German single-seat glider, 1971

The Akaflieg München Mü26 is a high performance single-seat glider designed and built in Germany starting in 1970.

== Development ==
After the success of the Akaflieg München Mü22, the students at Akaflieg München designed the Mü22d variant with a fibreglass fuselage, retaining the all-flying vee-tail and forward swept wooden wings of the earlier aircraft. Before the aircraft was completed it was given the new designation of Mü26. As with the Mü22 the closely spaced ribs and relatively thick plywood skin give the wings a high quality surface seldom found in other wooden aircraft. The supine seating position also reduced the cross-section of the cockpit to a minimum, reducing drag but resulting in cramped conditions in the cockpit.
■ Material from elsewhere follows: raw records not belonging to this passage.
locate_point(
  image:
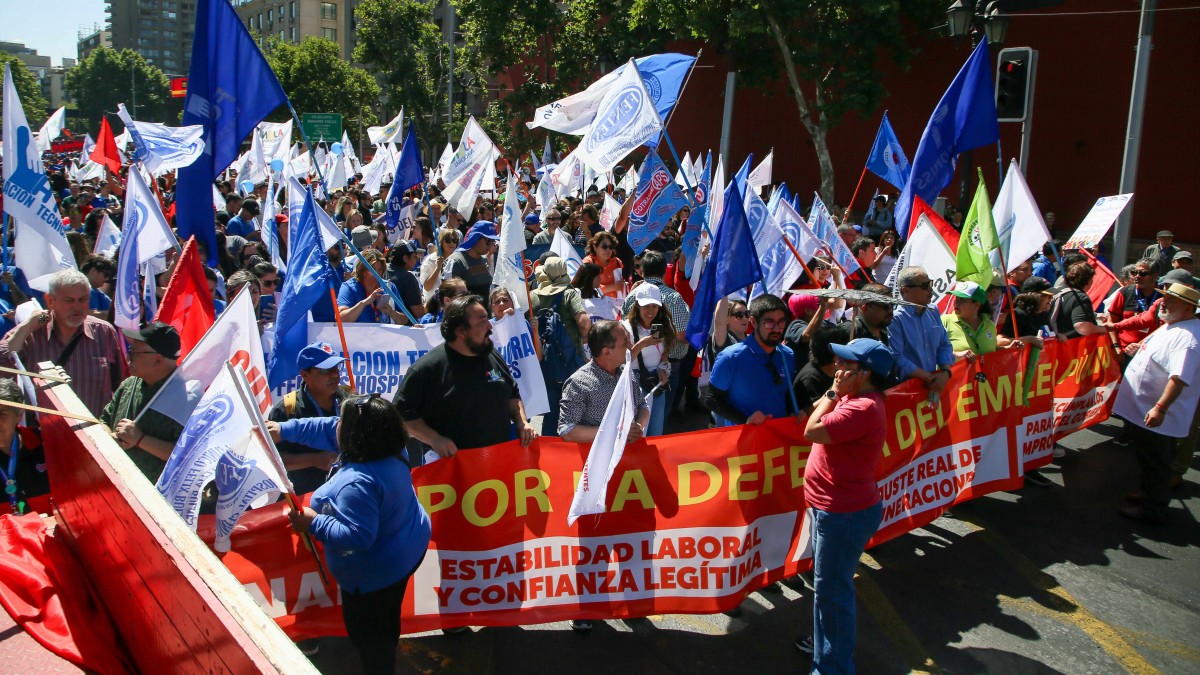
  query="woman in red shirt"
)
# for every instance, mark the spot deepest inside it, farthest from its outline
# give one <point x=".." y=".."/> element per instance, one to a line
<point x="601" y="251"/>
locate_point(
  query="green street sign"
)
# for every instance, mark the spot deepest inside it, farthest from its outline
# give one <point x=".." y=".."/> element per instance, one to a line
<point x="323" y="125"/>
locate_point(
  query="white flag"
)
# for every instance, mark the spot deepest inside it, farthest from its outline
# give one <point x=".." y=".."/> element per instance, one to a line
<point x="607" y="448"/>
<point x="162" y="148"/>
<point x="609" y="213"/>
<point x="393" y="131"/>
<point x="108" y="239"/>
<point x="564" y="249"/>
<point x="223" y="442"/>
<point x="275" y="139"/>
<point x="509" y="270"/>
<point x="760" y="177"/>
<point x="52" y="129"/>
<point x="1019" y="223"/>
<point x="467" y="168"/>
<point x="233" y="338"/>
<point x="627" y="118"/>
<point x="42" y="248"/>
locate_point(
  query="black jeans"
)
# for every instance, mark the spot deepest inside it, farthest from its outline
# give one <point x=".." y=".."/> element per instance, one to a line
<point x="1155" y="457"/>
<point x="372" y="622"/>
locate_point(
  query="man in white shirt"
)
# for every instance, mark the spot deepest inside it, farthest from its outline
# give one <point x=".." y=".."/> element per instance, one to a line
<point x="1158" y="399"/>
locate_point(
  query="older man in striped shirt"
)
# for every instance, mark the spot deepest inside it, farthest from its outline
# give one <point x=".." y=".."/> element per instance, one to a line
<point x="64" y="333"/>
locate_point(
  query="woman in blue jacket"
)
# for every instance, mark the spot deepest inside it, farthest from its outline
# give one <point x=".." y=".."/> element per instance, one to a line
<point x="373" y="530"/>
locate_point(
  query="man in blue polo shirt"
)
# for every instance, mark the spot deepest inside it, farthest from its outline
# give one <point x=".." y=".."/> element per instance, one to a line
<point x="751" y="382"/>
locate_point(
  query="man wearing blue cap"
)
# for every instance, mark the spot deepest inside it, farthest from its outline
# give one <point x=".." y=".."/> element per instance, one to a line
<point x="471" y="261"/>
<point x="847" y="429"/>
<point x="321" y="394"/>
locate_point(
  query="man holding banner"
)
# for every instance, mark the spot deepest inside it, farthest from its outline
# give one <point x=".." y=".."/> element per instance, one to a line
<point x="465" y="368"/>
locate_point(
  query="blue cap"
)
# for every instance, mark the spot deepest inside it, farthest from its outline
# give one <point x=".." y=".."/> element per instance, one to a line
<point x="483" y="228"/>
<point x="871" y="353"/>
<point x="318" y="354"/>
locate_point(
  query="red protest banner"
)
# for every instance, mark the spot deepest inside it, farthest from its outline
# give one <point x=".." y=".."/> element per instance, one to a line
<point x="695" y="521"/>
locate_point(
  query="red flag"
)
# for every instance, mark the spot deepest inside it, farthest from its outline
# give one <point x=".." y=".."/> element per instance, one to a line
<point x="187" y="303"/>
<point x="105" y="153"/>
<point x="1104" y="284"/>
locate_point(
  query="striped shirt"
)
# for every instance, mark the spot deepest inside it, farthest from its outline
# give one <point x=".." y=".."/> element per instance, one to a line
<point x="90" y="365"/>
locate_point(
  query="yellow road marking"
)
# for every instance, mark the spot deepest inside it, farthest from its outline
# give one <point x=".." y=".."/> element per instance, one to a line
<point x="894" y="627"/>
<point x="1061" y="601"/>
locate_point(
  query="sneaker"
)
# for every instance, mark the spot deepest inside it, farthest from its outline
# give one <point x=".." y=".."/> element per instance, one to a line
<point x="1038" y="479"/>
<point x="804" y="644"/>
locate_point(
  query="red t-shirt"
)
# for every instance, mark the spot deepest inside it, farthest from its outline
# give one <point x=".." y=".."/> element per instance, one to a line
<point x="840" y="476"/>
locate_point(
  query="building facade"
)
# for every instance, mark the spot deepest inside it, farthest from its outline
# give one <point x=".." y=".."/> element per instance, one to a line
<point x="160" y="30"/>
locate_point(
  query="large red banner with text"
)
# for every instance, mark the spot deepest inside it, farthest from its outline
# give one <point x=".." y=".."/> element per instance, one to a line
<point x="695" y="521"/>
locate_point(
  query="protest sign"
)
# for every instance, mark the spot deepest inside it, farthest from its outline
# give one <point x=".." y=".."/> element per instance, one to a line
<point x="694" y="521"/>
<point x="1098" y="221"/>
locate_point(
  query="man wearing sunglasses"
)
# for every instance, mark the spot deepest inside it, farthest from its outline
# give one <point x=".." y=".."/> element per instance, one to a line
<point x="917" y="336"/>
<point x="1134" y="299"/>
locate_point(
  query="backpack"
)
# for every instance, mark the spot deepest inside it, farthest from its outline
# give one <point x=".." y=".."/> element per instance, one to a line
<point x="559" y="354"/>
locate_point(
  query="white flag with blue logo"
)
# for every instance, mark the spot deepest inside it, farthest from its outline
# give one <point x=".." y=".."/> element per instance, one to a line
<point x="42" y="248"/>
<point x="163" y="148"/>
<point x="627" y="119"/>
<point x="223" y="442"/>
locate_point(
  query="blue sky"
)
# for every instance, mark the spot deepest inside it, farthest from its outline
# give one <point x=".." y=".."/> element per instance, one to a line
<point x="52" y="27"/>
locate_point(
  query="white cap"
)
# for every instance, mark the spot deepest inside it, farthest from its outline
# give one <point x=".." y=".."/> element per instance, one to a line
<point x="648" y="294"/>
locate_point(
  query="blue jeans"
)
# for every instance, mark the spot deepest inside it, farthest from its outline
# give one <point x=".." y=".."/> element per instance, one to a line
<point x="838" y="542"/>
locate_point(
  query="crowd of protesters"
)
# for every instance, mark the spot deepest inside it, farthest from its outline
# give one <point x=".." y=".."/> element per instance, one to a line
<point x="766" y="357"/>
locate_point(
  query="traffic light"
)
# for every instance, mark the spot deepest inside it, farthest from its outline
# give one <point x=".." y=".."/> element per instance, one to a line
<point x="1014" y="83"/>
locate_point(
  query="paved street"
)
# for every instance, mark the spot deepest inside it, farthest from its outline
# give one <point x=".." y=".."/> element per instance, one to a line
<point x="1042" y="580"/>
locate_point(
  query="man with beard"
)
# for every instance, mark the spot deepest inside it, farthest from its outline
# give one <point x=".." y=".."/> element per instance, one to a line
<point x="461" y="394"/>
<point x="751" y="381"/>
<point x="1158" y="399"/>
<point x="84" y="346"/>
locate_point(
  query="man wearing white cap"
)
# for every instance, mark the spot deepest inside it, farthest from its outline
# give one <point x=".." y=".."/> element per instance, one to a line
<point x="1158" y="398"/>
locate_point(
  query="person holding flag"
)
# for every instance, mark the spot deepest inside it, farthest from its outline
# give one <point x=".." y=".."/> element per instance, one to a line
<point x="150" y="440"/>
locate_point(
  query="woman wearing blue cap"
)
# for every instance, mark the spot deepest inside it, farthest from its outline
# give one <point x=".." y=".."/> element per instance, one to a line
<point x="847" y="429"/>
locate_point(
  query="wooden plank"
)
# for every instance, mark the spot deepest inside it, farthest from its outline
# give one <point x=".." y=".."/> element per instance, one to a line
<point x="173" y="601"/>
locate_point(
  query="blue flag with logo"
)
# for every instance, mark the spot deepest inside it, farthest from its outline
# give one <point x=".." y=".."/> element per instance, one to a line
<point x="231" y="89"/>
<point x="732" y="264"/>
<point x="965" y="118"/>
<point x="409" y="173"/>
<point x="658" y="199"/>
<point x="307" y="280"/>
<point x="690" y="243"/>
<point x="887" y="159"/>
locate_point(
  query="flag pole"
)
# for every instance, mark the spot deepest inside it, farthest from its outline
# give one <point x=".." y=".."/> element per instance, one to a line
<point x="264" y="437"/>
<point x="341" y="333"/>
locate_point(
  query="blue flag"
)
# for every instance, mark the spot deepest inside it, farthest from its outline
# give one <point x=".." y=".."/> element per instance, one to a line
<point x="658" y="199"/>
<point x="732" y="264"/>
<point x="690" y="243"/>
<point x="887" y="159"/>
<point x="409" y="172"/>
<point x="231" y="89"/>
<point x="307" y="280"/>
<point x="965" y="118"/>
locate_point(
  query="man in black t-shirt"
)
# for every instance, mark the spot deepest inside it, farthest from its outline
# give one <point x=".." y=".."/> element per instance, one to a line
<point x="461" y="394"/>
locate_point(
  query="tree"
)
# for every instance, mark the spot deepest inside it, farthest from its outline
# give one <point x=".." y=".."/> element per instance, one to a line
<point x="28" y="90"/>
<point x="108" y="77"/>
<point x="400" y="41"/>
<point x="829" y="53"/>
<point x="317" y="81"/>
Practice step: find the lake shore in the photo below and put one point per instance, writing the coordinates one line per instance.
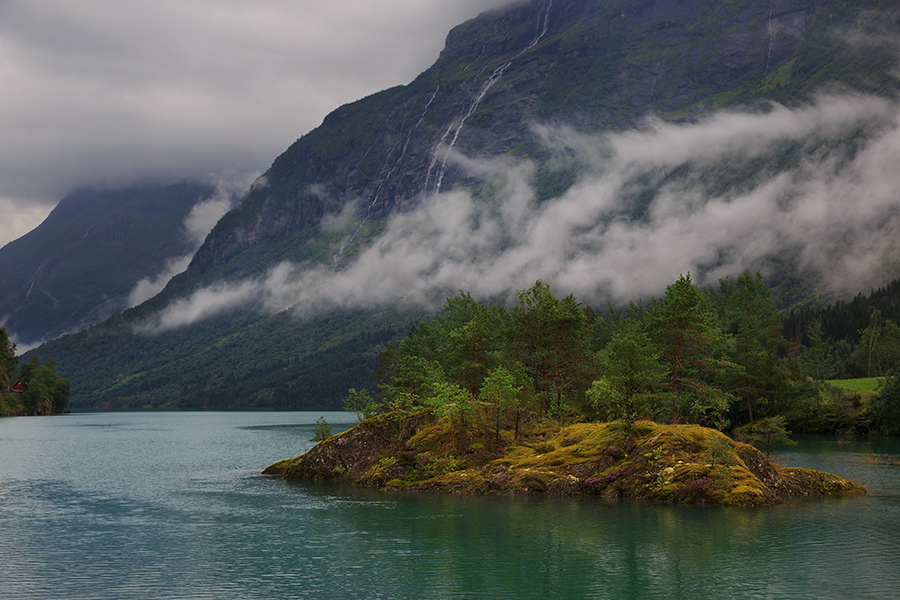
(659, 463)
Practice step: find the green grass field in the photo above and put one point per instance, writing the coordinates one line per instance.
(863, 385)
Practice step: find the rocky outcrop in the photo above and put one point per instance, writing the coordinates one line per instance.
(660, 463)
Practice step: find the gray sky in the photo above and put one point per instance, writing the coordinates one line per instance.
(114, 91)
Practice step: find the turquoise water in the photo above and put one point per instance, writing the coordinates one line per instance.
(171, 505)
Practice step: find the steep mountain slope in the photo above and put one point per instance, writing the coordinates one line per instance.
(593, 65)
(80, 265)
(606, 145)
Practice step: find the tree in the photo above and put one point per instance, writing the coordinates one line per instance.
(45, 391)
(473, 339)
(631, 387)
(552, 342)
(817, 359)
(766, 432)
(886, 404)
(878, 350)
(501, 391)
(322, 430)
(8, 361)
(691, 346)
(748, 317)
(361, 403)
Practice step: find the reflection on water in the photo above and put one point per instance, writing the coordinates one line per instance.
(172, 506)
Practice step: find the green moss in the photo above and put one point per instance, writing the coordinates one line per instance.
(660, 463)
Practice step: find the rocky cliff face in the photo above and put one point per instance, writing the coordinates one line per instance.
(593, 64)
(78, 267)
(659, 463)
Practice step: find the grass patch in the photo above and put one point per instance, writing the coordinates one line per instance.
(863, 385)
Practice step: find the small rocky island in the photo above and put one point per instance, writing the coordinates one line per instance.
(660, 463)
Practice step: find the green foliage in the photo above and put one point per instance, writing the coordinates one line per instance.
(766, 432)
(691, 346)
(45, 391)
(878, 351)
(632, 386)
(322, 430)
(362, 403)
(502, 389)
(8, 361)
(886, 405)
(551, 342)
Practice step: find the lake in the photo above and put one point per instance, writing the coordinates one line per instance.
(171, 505)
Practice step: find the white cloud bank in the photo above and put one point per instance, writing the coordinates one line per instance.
(197, 225)
(823, 187)
(97, 92)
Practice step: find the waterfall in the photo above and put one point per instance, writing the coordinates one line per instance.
(368, 212)
(457, 125)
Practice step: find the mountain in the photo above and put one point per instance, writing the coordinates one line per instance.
(81, 264)
(604, 146)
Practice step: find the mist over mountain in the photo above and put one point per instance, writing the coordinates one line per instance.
(605, 147)
(101, 251)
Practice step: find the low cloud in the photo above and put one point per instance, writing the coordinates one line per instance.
(816, 186)
(108, 93)
(197, 225)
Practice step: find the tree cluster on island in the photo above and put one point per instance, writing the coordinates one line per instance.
(714, 357)
(33, 388)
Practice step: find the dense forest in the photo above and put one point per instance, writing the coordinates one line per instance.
(32, 388)
(717, 357)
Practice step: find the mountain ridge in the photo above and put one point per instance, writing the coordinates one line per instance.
(612, 68)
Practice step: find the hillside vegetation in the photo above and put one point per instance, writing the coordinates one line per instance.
(243, 335)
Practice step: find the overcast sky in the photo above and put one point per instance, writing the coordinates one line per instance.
(113, 91)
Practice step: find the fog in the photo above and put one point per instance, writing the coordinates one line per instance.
(815, 187)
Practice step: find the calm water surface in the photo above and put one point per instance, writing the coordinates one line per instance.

First flight came in July 1971 at Oberpfaffenhofen, with the Mü 26 carrying out flight tests and
cross-country flying until a crash in 1984 forced the airframe to be stored in the roof of the gliding club hangar. Veteran Akaflieger Rainer, Till and Skonz acquired the aircraft in 1987 and have restored it beautifully, after many years of painstaking work

To prove the competitiveness of the design, it was entered in the 2006 Austrian Federal Junior Gliding Championship, coming in fourth behind the Rolladen Schneider LS-3, fitted with the Akaflieg München automatic flap system, flown by Benz.